Wish I could recommend a good source of information! In the end, I figured it out myself with the aid of manufacturer's technical documentation, an excellent plumber and a good electrician. I'm happy with the results but wouldn't want to go through that again!

Posted By: hairydudeI've been getting conflicting advice on thermal store size - some saying stick around 350l as anything bigger would swamp input from ST whilst others say the bigger the better

I think it is asking the wrong question.
What you need to ask is 'What can I reasonably expect the sun to supply'. You need weather data for that rather than the generic kWh.m^-2.year^-1, that tells you very little except how far north you are.
I think most people will agree that ST works best when sunny, so how often is it sunny every week? and when it is what is the intensity?

Go to this page and start downloading the text files, or ask the neighbour if you can get all his data as a text file:
http://www.wunderground.com/weatherstation/WXDailyHistory.asp?ID=IANGUSDU2&wuSelect=PWS
Then you can easily chart each day. Cloud cover is part of a chaotic system, but from the data you can work out the probability of when it will be sunny enough for any given week (very hard to to at the daily level, let the MET office do that for you on the 3 day forecast)
So if we assume that below 400 W/m^2 there is no useful contribution, then you need to count up the times it is above 400 in the given sampling time period (every 10 minutes or 0.167h).
Find the average intensity at those times.
Then multiply the two to get your Wh.
Yesterday you would have got 2820 Wh or 2.82 kWh.
There are some big assumptions in there though.
This one is yesterday up your way

Thanks guys,

Interesting, our store will serve both domestic hot water and UFH so the advice I've been given that 350litres would suffice seems to be erroneous or certainly conflicting. Pmusgrove, how is your system working in practice (how often is the electric backup required and is it an immersion or a coil from an electric boiler you use?). I assume you mean the PHPP software when you say passivhaus?

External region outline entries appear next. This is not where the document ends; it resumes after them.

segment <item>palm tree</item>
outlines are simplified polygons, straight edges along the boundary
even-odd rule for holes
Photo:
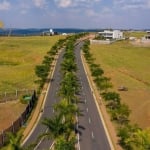
[[[59,95],[67,99],[68,103],[75,100],[75,94],[78,91],[78,82],[74,73],[67,72],[61,82]]]
[[[21,148],[22,134],[9,132],[7,133],[7,137],[9,140],[8,150],[23,150]]]
[[[75,104],[68,104],[66,99],[54,105],[54,109],[64,118],[65,123],[74,121],[75,114],[79,114],[79,109]]]
[[[69,141],[66,141],[64,137],[60,137],[55,143],[55,150],[75,150],[75,142],[75,137],[72,137]]]
[[[129,121],[130,110],[125,104],[121,104],[119,108],[111,110],[112,120],[116,120],[120,124],[127,123]]]
[[[48,128],[48,132],[41,135],[41,137],[56,139],[65,131],[65,124],[62,122],[61,115],[55,115],[52,118],[44,118],[42,124]]]

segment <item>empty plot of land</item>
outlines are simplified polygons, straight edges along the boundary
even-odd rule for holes
[[[91,45],[91,52],[106,76],[111,78],[114,90],[120,86],[128,88],[128,91],[118,92],[122,102],[131,109],[131,121],[140,127],[149,127],[150,47],[135,47],[128,41],[120,41],[111,45]]]
[[[60,36],[0,37],[0,93],[36,89],[35,66]],[[18,101],[0,103],[0,131],[25,109]]]

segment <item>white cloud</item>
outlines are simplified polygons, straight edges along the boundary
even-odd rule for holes
[[[78,6],[90,6],[101,0],[54,0],[58,7],[67,8],[67,7],[78,7]]]
[[[38,8],[44,8],[46,6],[46,0],[33,0],[33,3]]]
[[[0,10],[9,10],[11,7],[10,3],[6,0],[0,2]]]
[[[55,0],[55,2],[63,8],[70,7],[73,4],[72,0]]]
[[[114,0],[114,5],[121,9],[147,9],[149,0]]]

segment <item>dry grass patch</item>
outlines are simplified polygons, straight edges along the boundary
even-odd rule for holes
[[[36,89],[35,66],[62,36],[0,37],[0,92]],[[23,112],[17,102],[0,104],[0,131]]]
[[[101,64],[106,76],[111,77],[114,89],[128,87],[120,92],[122,101],[131,109],[131,121],[141,127],[150,124],[150,49],[134,47],[128,41],[111,45],[91,45],[96,62]]]

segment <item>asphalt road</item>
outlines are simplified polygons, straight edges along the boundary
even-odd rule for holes
[[[78,117],[79,150],[111,150],[81,61],[82,45],[83,42],[75,48],[77,76],[81,85],[78,104],[82,113]]]
[[[46,132],[47,129],[44,125],[41,124],[41,121],[43,120],[43,118],[52,117],[52,115],[54,114],[53,105],[59,101],[57,92],[58,92],[59,84],[61,81],[60,64],[63,59],[62,58],[63,53],[64,52],[62,51],[57,59],[56,67],[55,67],[54,74],[52,77],[53,80],[51,81],[50,88],[47,91],[48,93],[47,93],[44,109],[41,112],[41,118],[40,118],[39,122],[37,123],[37,126],[31,132],[29,138],[25,141],[25,143],[23,145],[25,147],[30,145],[31,143],[34,143],[39,135]],[[43,139],[38,143],[38,145],[35,147],[34,150],[45,150],[45,149],[48,149],[51,145],[52,145],[51,140]]]
[[[78,150],[110,150],[110,145],[99,117],[98,110],[94,101],[93,92],[90,89],[86,73],[81,61],[81,46],[83,42],[75,46],[76,63],[78,66],[77,76],[81,85],[81,91],[79,93],[80,103],[78,104],[82,116],[78,117],[78,130],[79,130],[79,147]],[[44,117],[51,117],[54,114],[52,106],[59,101],[56,96],[61,81],[60,76],[60,63],[62,62],[63,52],[60,53],[56,63],[56,67],[53,74],[53,81],[50,88],[47,91],[47,98],[43,112],[41,112],[41,118],[35,129],[32,131],[29,138],[24,143],[24,146],[30,145],[35,142],[37,137],[46,132],[46,127],[41,124]],[[38,143],[34,150],[45,150],[52,145],[50,140],[42,140]]]

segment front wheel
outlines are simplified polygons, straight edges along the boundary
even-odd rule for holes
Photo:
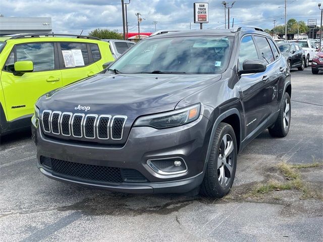
[[[269,133],[274,137],[285,137],[289,131],[291,123],[291,98],[285,92],[283,98],[278,117],[275,123],[268,128]]]
[[[318,70],[312,69],[312,73],[313,74],[317,74],[318,73]]]
[[[211,152],[200,192],[210,198],[221,198],[232,187],[237,166],[237,141],[233,129],[221,123],[213,139]]]
[[[305,67],[305,59],[304,58],[302,58],[302,65],[297,68],[298,71],[303,71],[304,68]]]

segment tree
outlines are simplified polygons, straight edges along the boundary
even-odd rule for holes
[[[100,39],[123,39],[121,34],[107,29],[95,29],[89,33],[90,36],[96,37]]]

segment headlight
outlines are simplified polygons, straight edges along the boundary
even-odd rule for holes
[[[200,115],[201,104],[198,103],[175,111],[139,117],[134,127],[148,127],[162,129],[176,127],[195,121]]]
[[[34,108],[35,108],[35,116],[37,118],[40,118],[40,116],[39,115],[39,108],[38,108],[38,107],[36,106],[36,105],[34,105]]]

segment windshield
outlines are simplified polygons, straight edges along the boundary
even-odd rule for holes
[[[109,67],[116,73],[202,74],[227,68],[233,37],[193,36],[142,40]]]
[[[279,48],[279,50],[281,52],[289,52],[289,44],[279,44],[278,48]]]
[[[5,44],[6,44],[5,42],[0,41],[0,53],[1,53],[1,51],[2,51],[2,49],[4,48],[4,47],[5,46]]]
[[[302,47],[308,47],[307,41],[299,41],[297,43]]]

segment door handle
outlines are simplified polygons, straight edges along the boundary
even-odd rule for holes
[[[261,80],[261,81],[264,82],[267,82],[267,81],[268,81],[268,80],[269,77],[268,77],[267,76],[264,76],[263,77],[262,77],[262,79]]]
[[[61,80],[60,78],[54,78],[50,77],[49,78],[46,79],[46,81],[48,82],[58,82],[60,80]]]
[[[87,74],[87,76],[88,77],[91,77],[92,76],[94,76],[94,73],[93,72],[89,72]]]

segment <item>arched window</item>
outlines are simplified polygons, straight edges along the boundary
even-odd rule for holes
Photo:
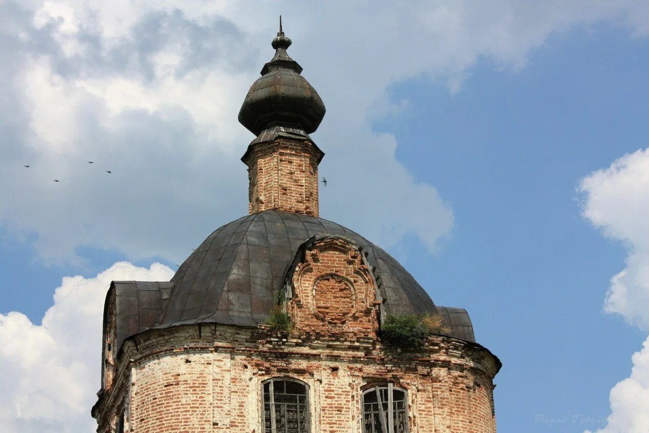
[[[408,433],[406,391],[392,384],[363,392],[363,433]]]
[[[263,382],[265,433],[308,433],[310,418],[306,384],[287,378]]]

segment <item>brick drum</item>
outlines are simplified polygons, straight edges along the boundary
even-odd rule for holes
[[[256,144],[248,166],[250,213],[276,209],[318,216],[318,158],[308,141],[286,138]]]
[[[116,431],[123,416],[125,431],[137,433],[263,433],[262,382],[277,377],[308,386],[312,432],[361,433],[362,391],[387,383],[407,391],[410,432],[496,431],[499,365],[487,349],[441,336],[419,353],[384,345],[359,251],[328,236],[303,255],[286,307],[289,332],[203,324],[128,339],[96,408],[97,431]]]
[[[324,105],[300,75],[301,67],[288,56],[291,41],[281,27],[273,44],[275,56],[264,67],[265,75],[249,93],[239,114],[240,121],[258,135],[243,158],[250,182],[249,211],[318,216],[318,164],[324,154],[307,134],[322,120]],[[349,173],[352,179],[351,161]],[[353,182],[348,180],[348,184]],[[228,310],[232,306],[227,296],[221,298],[224,304],[219,304],[218,315],[200,316],[196,307],[196,314],[188,314],[180,321],[156,321],[158,314],[160,320],[166,317],[164,308],[186,304],[186,282],[138,282],[155,288],[147,289],[153,293],[147,298],[152,303],[147,304],[148,310],[138,309],[138,295],[116,300],[116,292],[109,291],[113,295],[108,297],[104,310],[102,388],[92,409],[99,433],[265,433],[263,382],[273,378],[291,378],[306,386],[310,433],[361,433],[363,392],[388,385],[406,391],[407,407],[405,412],[399,408],[398,415],[407,416],[411,433],[496,432],[493,379],[500,363],[472,342],[466,312],[460,314],[452,311],[460,309],[436,306],[405,270],[386,260],[384,252],[381,260],[391,267],[394,281],[380,286],[377,281],[388,273],[373,267],[378,262],[368,264],[370,256],[364,255],[361,245],[344,237],[317,235],[321,232],[299,222],[309,238],[295,240],[303,243],[291,245],[291,254],[298,253],[282,265],[286,269],[279,270],[284,277],[273,269],[277,280],[273,280],[272,287],[251,278],[242,288],[245,293],[238,293],[252,303],[265,300],[269,313],[275,306],[289,314],[288,330],[256,325],[265,319],[265,313],[243,301],[236,306],[238,308]],[[273,224],[271,220],[256,223],[266,229]],[[279,225],[275,230],[288,230]],[[269,238],[239,233],[250,236],[243,246],[270,245],[271,254],[279,254]],[[228,236],[234,239],[234,234]],[[252,256],[239,248],[249,260],[243,260],[237,272],[252,272]],[[223,270],[227,272],[233,270]],[[191,290],[208,293],[208,277],[211,278],[197,279],[204,286],[199,283]],[[121,283],[129,283],[132,286],[129,290],[139,293],[134,282]],[[236,284],[219,287],[234,290]],[[214,290],[209,293],[215,295]],[[381,293],[400,302],[386,303]],[[448,335],[468,341],[435,335],[417,352],[398,350],[380,338],[384,310],[397,308],[393,305],[414,311],[446,311],[449,323],[452,314],[461,317],[454,326],[461,332]],[[247,321],[236,321],[233,316],[242,321],[248,317]],[[160,328],[151,328],[155,324]]]
[[[491,433],[493,356],[477,345],[432,338],[423,354],[376,342],[318,343],[267,330],[178,327],[125,346],[128,364],[98,432],[127,410],[126,431],[263,432],[262,382],[288,377],[308,386],[313,432],[361,433],[361,393],[390,381],[408,391],[411,432]],[[199,336],[200,334],[200,336]]]

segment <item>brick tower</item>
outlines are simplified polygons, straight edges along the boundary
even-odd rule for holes
[[[324,105],[273,41],[239,121],[249,214],[169,282],[114,281],[99,433],[494,433],[498,358],[384,250],[319,217]]]

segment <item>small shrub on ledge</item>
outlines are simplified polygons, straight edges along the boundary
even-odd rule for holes
[[[439,314],[387,314],[381,325],[381,336],[400,349],[418,350],[429,336],[448,332],[443,323]]]
[[[265,324],[271,331],[288,332],[291,330],[291,315],[284,311],[281,306],[277,306],[271,310]]]

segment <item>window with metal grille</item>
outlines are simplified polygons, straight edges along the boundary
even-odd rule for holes
[[[363,433],[408,433],[406,391],[388,384],[363,392]]]
[[[265,433],[308,433],[310,425],[306,385],[286,378],[263,382]]]

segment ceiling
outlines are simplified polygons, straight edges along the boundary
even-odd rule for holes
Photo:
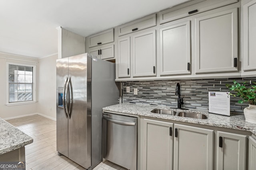
[[[49,56],[58,27],[85,37],[188,0],[1,0],[0,52]]]

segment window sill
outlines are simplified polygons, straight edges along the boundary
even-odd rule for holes
[[[6,104],[6,105],[8,106],[12,106],[21,105],[23,104],[31,104],[35,103],[37,102],[37,101],[29,101],[29,102],[19,102],[10,103]]]

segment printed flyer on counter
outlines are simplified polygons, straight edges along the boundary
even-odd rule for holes
[[[230,115],[230,100],[228,92],[209,92],[209,112]]]

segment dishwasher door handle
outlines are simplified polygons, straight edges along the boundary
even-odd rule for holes
[[[130,125],[132,126],[135,126],[136,125],[136,123],[134,122],[127,122],[126,121],[119,121],[118,120],[106,118],[106,117],[103,117],[103,119],[107,120],[108,121],[111,121],[114,123],[116,123],[119,124],[122,124],[122,125]]]

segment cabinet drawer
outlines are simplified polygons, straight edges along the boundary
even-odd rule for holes
[[[114,42],[114,28],[89,36],[89,47]]]
[[[156,14],[136,20],[118,27],[118,36],[128,34],[156,25]]]
[[[187,3],[178,5],[168,10],[160,12],[159,14],[160,24],[237,2],[238,2],[238,0],[195,0],[191,1]]]

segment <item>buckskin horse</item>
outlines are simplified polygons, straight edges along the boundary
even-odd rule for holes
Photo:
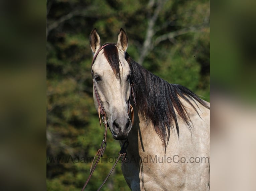
[[[129,187],[209,190],[210,103],[134,62],[122,29],[116,44],[102,46],[96,29],[90,41],[95,106],[120,145],[129,141],[122,169]]]

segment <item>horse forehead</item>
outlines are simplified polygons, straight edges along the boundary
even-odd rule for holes
[[[120,55],[120,54],[119,54]],[[119,56],[119,60],[120,65],[119,68],[121,75],[122,75],[122,73],[125,71],[130,71],[130,66],[124,58],[123,58],[123,57],[120,57]],[[104,55],[103,50],[101,51],[97,56],[92,67],[92,69],[94,72],[100,72],[100,71],[104,72],[104,71],[112,71],[111,66]]]

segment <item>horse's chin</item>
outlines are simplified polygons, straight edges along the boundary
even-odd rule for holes
[[[128,138],[128,135],[126,133],[119,132],[117,135],[112,134],[113,138],[116,140],[125,140]]]

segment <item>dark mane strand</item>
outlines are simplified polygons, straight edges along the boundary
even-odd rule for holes
[[[127,53],[125,59],[131,71],[137,108],[145,118],[151,120],[166,150],[170,129],[175,131],[176,129],[178,136],[179,135],[175,110],[190,129],[193,128],[189,116],[180,97],[189,104],[199,116],[191,100],[198,107],[194,99],[205,107],[209,109],[210,107],[187,88],[180,85],[170,84],[146,70],[134,62]]]
[[[110,44],[104,48],[104,55],[111,66],[114,73],[121,82],[118,51],[115,45]]]

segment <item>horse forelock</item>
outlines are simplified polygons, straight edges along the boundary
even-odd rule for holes
[[[204,106],[210,107],[186,88],[169,84],[143,68],[127,53],[125,59],[130,66],[139,112],[146,119],[151,121],[166,150],[171,129],[175,131],[175,129],[178,136],[179,135],[177,115],[189,128],[192,128],[189,116],[180,97],[188,103],[199,115],[197,108],[191,102],[195,103],[193,99]]]
[[[116,77],[121,81],[119,57],[117,48],[115,44],[110,44],[104,49],[104,55]]]

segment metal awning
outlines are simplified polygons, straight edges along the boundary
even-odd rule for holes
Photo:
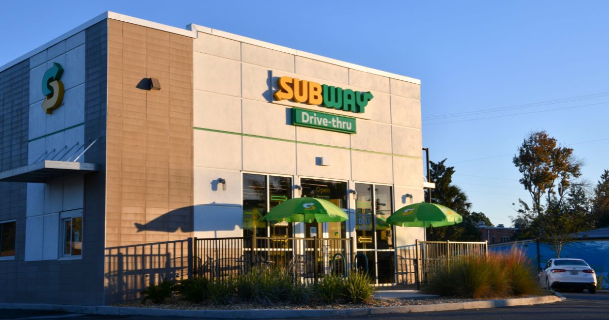
[[[99,165],[44,160],[0,172],[0,182],[44,183],[99,171]]]

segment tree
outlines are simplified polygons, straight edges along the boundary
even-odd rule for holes
[[[592,212],[595,227],[609,227],[609,170],[605,170],[594,187]]]
[[[482,212],[470,212],[471,204],[467,195],[457,186],[452,184],[454,167],[445,165],[446,159],[440,162],[430,162],[432,181],[435,189],[431,193],[431,202],[446,206],[463,217],[463,222],[439,228],[428,228],[429,240],[479,241],[480,232],[476,228],[479,221],[492,226],[490,220]]]
[[[513,222],[522,230],[516,237],[537,238],[550,244],[560,257],[564,244],[587,228],[589,207],[582,202],[586,197],[583,183],[576,180],[582,175],[583,162],[575,157],[572,149],[558,146],[545,131],[530,133],[513,162],[532,201],[529,205],[519,200]]]

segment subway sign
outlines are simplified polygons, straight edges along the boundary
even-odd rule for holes
[[[355,133],[355,118],[319,111],[292,108],[292,124],[300,127]]]
[[[290,77],[279,78],[277,87],[279,90],[273,97],[278,101],[292,100],[295,102],[322,105],[357,113],[363,113],[368,102],[374,98],[370,91],[354,91],[351,89],[320,85]]]

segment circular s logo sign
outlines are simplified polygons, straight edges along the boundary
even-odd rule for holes
[[[44,112],[51,113],[62,104],[63,100],[63,82],[59,80],[63,74],[63,68],[57,62],[44,73],[42,77],[42,93],[45,96],[42,103]]]

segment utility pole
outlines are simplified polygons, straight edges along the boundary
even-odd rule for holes
[[[425,158],[427,159],[427,182],[431,182],[431,171],[429,169],[429,148],[424,148],[423,151],[425,151]],[[427,190],[427,202],[431,203],[431,189]]]

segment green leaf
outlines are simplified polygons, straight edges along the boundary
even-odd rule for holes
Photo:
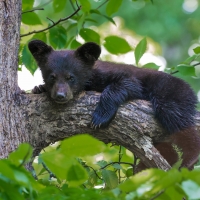
[[[147,48],[147,39],[146,37],[143,38],[138,45],[135,48],[134,54],[135,54],[135,61],[138,65],[140,58],[143,56]]]
[[[22,50],[22,63],[26,66],[26,68],[30,71],[31,74],[34,74],[34,72],[38,68],[27,45],[25,45],[24,49]]]
[[[195,76],[194,66],[180,64],[176,68],[184,76]]]
[[[118,164],[118,163],[114,163],[114,164],[112,164],[112,166],[113,166],[115,169],[122,169],[121,165]]]
[[[27,11],[33,8],[34,0],[22,0],[22,10]],[[26,15],[26,14],[23,14]]]
[[[22,23],[28,25],[42,24],[38,15],[34,12],[25,13],[22,15]]]
[[[67,172],[74,162],[73,158],[59,151],[44,153],[40,157],[50,171],[61,180],[66,179]]]
[[[67,172],[67,180],[72,187],[81,185],[87,178],[88,174],[86,170],[78,162],[73,163]]]
[[[133,176],[133,167],[128,167],[126,170],[126,176],[130,177]]]
[[[102,170],[102,178],[107,189],[114,189],[118,185],[118,178],[115,172],[110,170]]]
[[[198,55],[192,55],[189,58],[187,58],[185,61],[183,61],[181,64],[189,65],[192,61],[194,61]]]
[[[90,135],[77,135],[64,140],[61,143],[61,151],[68,156],[89,156],[101,153],[105,144]]]
[[[100,44],[100,35],[92,29],[83,28],[79,34],[86,42],[96,42]]]
[[[53,0],[53,8],[55,13],[62,11],[67,4],[67,1]]]
[[[88,0],[79,0],[80,4],[81,4],[81,10],[83,12],[89,12],[91,9],[91,4]]]
[[[100,160],[97,162],[97,165],[100,166],[100,167],[104,167],[106,166],[108,163],[105,161],[105,160]]]
[[[78,19],[78,24],[77,24],[77,28],[78,28],[78,31],[80,31],[83,27],[83,24],[85,22],[85,18],[86,18],[87,14],[84,13],[83,15],[80,16],[80,18]]]
[[[49,30],[49,42],[54,49],[62,49],[67,43],[66,30],[62,26],[55,26]]]
[[[199,54],[200,53],[200,46],[193,49],[194,53]]]
[[[148,69],[155,69],[155,70],[158,70],[160,68],[160,66],[156,65],[155,63],[147,63],[143,65],[142,67],[148,68]]]
[[[70,49],[77,49],[80,46],[81,46],[80,42],[78,42],[77,40],[72,40],[72,42],[70,44]]]
[[[186,180],[181,185],[189,199],[200,199],[200,186],[194,181]]]
[[[200,66],[195,66],[195,74],[199,78],[200,77]]]
[[[33,149],[27,144],[21,144],[16,151],[9,154],[8,159],[16,166],[29,161],[32,156]]]
[[[90,10],[90,13],[94,13],[94,14],[103,16],[103,17],[105,17],[108,21],[110,21],[111,23],[113,23],[114,25],[116,25],[115,21],[114,21],[111,17],[108,17],[107,15],[101,14],[98,10]]]
[[[91,171],[89,173],[89,179],[88,179],[88,184],[91,186],[91,187],[94,187],[96,184],[97,184],[97,175],[94,171]]]
[[[106,13],[108,16],[119,10],[119,7],[122,4],[122,0],[109,0],[106,6]]]
[[[165,176],[165,172],[160,169],[148,169],[131,176],[124,183],[120,184],[119,187],[123,192],[128,193],[137,189],[143,190],[141,187],[144,188],[145,184],[148,184],[149,191],[153,187],[150,183],[160,180],[163,176]],[[147,192],[147,190],[144,192]]]
[[[42,40],[43,42],[47,42],[47,35],[45,32],[41,32],[41,33],[36,33],[33,35],[33,37],[31,38],[31,40]]]
[[[112,54],[124,54],[131,51],[128,42],[118,36],[108,36],[105,38],[104,47]]]

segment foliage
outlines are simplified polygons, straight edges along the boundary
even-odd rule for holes
[[[197,2],[193,1],[191,5]],[[200,21],[197,15],[200,8],[197,6],[194,11],[187,11],[191,6],[188,2],[170,0],[165,4],[150,0],[23,0],[19,64],[25,65],[34,74],[37,65],[27,49],[27,43],[36,38],[47,42],[55,49],[75,49],[84,42],[93,41],[114,55],[134,50],[135,64],[139,66],[141,66],[139,59],[146,50],[149,51],[149,45],[158,49],[159,45],[156,42],[160,42],[165,58],[170,64],[165,71],[186,80],[198,92],[200,45],[198,26],[195,24]],[[105,35],[106,31],[99,28],[102,23],[107,23],[107,28],[109,24],[117,26],[115,16],[125,20],[124,28],[128,28],[131,37],[135,37],[134,43],[127,42],[126,37],[117,34],[117,31]],[[118,25],[116,30],[121,30],[121,27]],[[141,40],[137,34],[146,37]],[[187,48],[193,44],[195,51],[185,60]],[[160,53],[158,50],[154,52]],[[132,63],[134,64],[134,56]],[[160,66],[150,62],[143,67],[158,70]]]
[[[168,172],[148,169],[133,175],[128,173],[130,169],[133,170],[129,167],[132,166],[133,157],[125,149],[121,149],[120,160],[108,163],[109,157],[119,157],[119,149],[116,146],[105,146],[88,135],[74,136],[61,142],[59,146],[48,147],[39,155],[38,162],[33,164],[38,178],[35,180],[23,166],[30,161],[32,148],[28,144],[21,144],[8,159],[0,161],[0,198],[13,200],[200,198],[198,168],[193,171],[171,169]]]
[[[160,66],[155,63],[140,63],[154,40],[154,46],[162,42],[164,55],[171,64],[165,71],[185,79],[198,92],[199,8],[184,14],[180,10],[182,4],[181,0],[167,4],[152,0],[22,0],[19,64],[32,74],[37,69],[27,48],[32,39],[43,40],[55,49],[75,49],[93,41],[117,56],[134,50],[133,60],[135,57],[139,67],[158,70]],[[116,25],[115,16],[121,16],[134,31],[134,45],[121,35],[104,36],[98,31],[97,27],[104,22]],[[141,39],[137,34],[146,37]],[[185,59],[187,48],[193,43],[198,45]],[[0,160],[0,199],[200,199],[198,167],[193,171],[149,169],[133,175],[136,160],[130,152],[123,147],[105,146],[87,135],[66,139],[42,152],[33,164],[38,180],[23,167],[31,152],[32,148],[23,144],[8,159]]]

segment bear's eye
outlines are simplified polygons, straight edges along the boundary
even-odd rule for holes
[[[71,75],[70,75],[70,77],[68,78],[68,80],[69,80],[70,82],[74,82],[74,81],[75,81],[75,78],[74,78],[74,76],[71,76]]]
[[[56,76],[55,76],[54,74],[51,74],[51,75],[49,76],[49,79],[50,79],[51,81],[54,81],[54,80],[56,79]]]

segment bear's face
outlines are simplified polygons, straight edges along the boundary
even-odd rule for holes
[[[67,103],[84,90],[101,52],[91,42],[75,51],[54,51],[40,40],[31,41],[29,50],[41,69],[47,93],[57,103]]]

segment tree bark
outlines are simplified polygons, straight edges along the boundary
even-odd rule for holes
[[[81,94],[67,105],[58,105],[45,94],[21,94],[17,84],[21,1],[0,1],[0,158],[20,143],[28,142],[37,155],[50,143],[88,133],[105,143],[123,145],[149,167],[167,170],[169,164],[152,142],[163,139],[165,131],[153,117],[150,104],[132,101],[119,108],[107,129],[90,128],[91,115],[99,93]],[[200,118],[198,127],[200,127]]]

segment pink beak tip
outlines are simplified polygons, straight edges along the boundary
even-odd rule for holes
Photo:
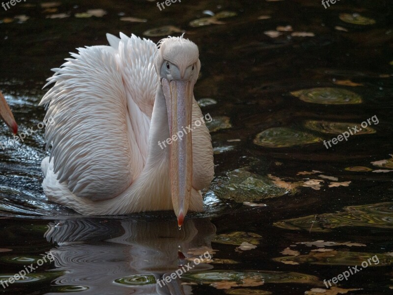
[[[181,227],[183,225],[183,222],[184,221],[184,215],[183,214],[182,212],[181,212],[179,214],[179,216],[177,216],[177,225],[179,226],[179,227]]]
[[[14,135],[16,135],[18,133],[18,125],[16,124],[16,122],[14,122],[12,123],[12,126],[11,126],[11,128],[12,129],[12,132],[14,133]]]

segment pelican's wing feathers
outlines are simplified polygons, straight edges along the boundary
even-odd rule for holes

The downside of a large store is that you can easily end up with a lot of luke warm water. If your need is mainly for domestic hot water then better to match the store size to your daily DHW requirements.

There is a fundamental conflict when designing a solar thermal system for both underfloor heating and domestic hot water. For UFH you want to start the circulation pump as soon as the panels are above about 25 degrees C as this is all you need UFH, you will collect a lot more heat on most days & lose less to the environment by re-radiation. For DHW you want to start the circulation pump when the panels are above the temperature in the storage tank. This may take a lot longer to be achieved & on some days may never be achieved.

You can prioritise DHW by waiting to see if the panel temperature gets up to DHW temperatures. However, this may never be achieved & you could be missing out on the chance to provide UFH.

You can have multiple solar thermal coils in the thermal store or some kind of stratified loading system, but you still need to decide on the strategy as DHW temperatures will never be achieved if you send the solar thermal flow to the UFH.

One approach could be to have a summer/winter switch which prioritises DHW in summer & UFH in winter, but I've not seen this implemented on standard solar controllers.

David

Hi hairydude my thermal store was from a McDonald engineers in Scotland it was put installed in 2006 when my Solar thermal system was put in afterwards I realised I could have had modifications made to it.
But by then it was too late and in anycase insulating my house has been a bigger priority, we are a superhome now.

Arnyj

I note the thoughts about the woodburners but mrs hairydude insists on the woodburners from a visual / character perspective so that is an argument I wont win. What I need to do is find a woodburner with max output to store as opposed to room.
The UFH is in the structural slab rather than a screed so will work at lower temps with high thermal mass and in-slab temp sensors. This should fit with borpin's suggestion of a well stratified tank with UFH taken from bottom of tank. I'll discuss with Mcdonald.